A blast, followed by a shower of gunfire. His body tensed reflexively.
“It’s alright.” His mother stroked at his fear. “They’re far away, my angel.”
He sensed the bodies stirring around him, beneath the pitch of night. The small haze of moonlight that streaked through the clouds was flame to his fledgling imagination. The air around him was thick with fear, commingling with sweaty desperation. Whispers drifted to him like shadows, familiar and somehow startling. Though the air was cold, he felt hot and sticky as the boat rocked beneath him. The fever that had crept over him at dusk was now slowly climaxing.
He tucked himself into the rhythmic in and out of his mother’s breathing. A counterpoint to the ceaseless thrum of warfare in the distance.

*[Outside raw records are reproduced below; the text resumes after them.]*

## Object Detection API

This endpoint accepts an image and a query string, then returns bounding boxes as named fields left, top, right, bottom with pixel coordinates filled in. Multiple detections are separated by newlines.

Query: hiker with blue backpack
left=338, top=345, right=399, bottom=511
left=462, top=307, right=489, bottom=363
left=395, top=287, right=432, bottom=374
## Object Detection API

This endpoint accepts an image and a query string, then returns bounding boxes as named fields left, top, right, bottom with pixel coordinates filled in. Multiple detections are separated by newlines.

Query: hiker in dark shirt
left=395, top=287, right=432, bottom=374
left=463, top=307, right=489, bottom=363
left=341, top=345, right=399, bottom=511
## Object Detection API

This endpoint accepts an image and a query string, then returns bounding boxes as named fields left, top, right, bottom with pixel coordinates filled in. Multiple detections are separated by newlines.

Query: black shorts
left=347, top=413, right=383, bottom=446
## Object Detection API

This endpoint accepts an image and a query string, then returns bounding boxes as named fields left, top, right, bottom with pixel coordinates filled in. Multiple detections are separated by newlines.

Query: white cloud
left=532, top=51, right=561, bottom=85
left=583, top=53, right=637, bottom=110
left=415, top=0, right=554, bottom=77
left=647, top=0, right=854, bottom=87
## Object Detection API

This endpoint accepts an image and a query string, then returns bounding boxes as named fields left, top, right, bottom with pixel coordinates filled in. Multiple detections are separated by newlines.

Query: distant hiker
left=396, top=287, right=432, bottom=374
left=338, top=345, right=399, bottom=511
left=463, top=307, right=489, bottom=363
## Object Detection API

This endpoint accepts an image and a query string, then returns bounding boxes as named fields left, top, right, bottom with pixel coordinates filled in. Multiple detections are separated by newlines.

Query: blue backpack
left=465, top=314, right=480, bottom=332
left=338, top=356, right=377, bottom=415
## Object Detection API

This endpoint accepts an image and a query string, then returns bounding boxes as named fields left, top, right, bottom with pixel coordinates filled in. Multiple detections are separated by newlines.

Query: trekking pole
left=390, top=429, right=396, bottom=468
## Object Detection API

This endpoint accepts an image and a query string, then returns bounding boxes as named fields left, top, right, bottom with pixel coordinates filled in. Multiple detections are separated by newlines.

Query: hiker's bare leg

“Sleep,” he heard his mother say. “I’m here. There’s nothing to be afraid of.” As she kissed his lips, soft and sweet, he tasted the lie on her breath.
“Mama,” he croaked. “Are they goodies or badies?”
He heard her inhale deeply. “Both, my love. It’s both out there.”
“Will the goodies win?”
“Yes. Oh, yes.”
He sucked at his thumb, savoring its texture, his brow furrowed with thought. “How do you know, mama?”
“Because, my love. Goodness always wins.”
He settled into the comfort of the thought, though he couldn’t yet fully understand it. At four-years-old he was only starting to outline the shape of human nature. It was all like a puzzle he couldn’t put together. The loss. The fear. The famine. The small piece of blanket he carried as assurance seemed to dwindle in size daily. He had carried it from home and all through this journey his mother called their “adventure”. On the road. In the trucks. By the cover of night. Stifled by the stench of exhaust.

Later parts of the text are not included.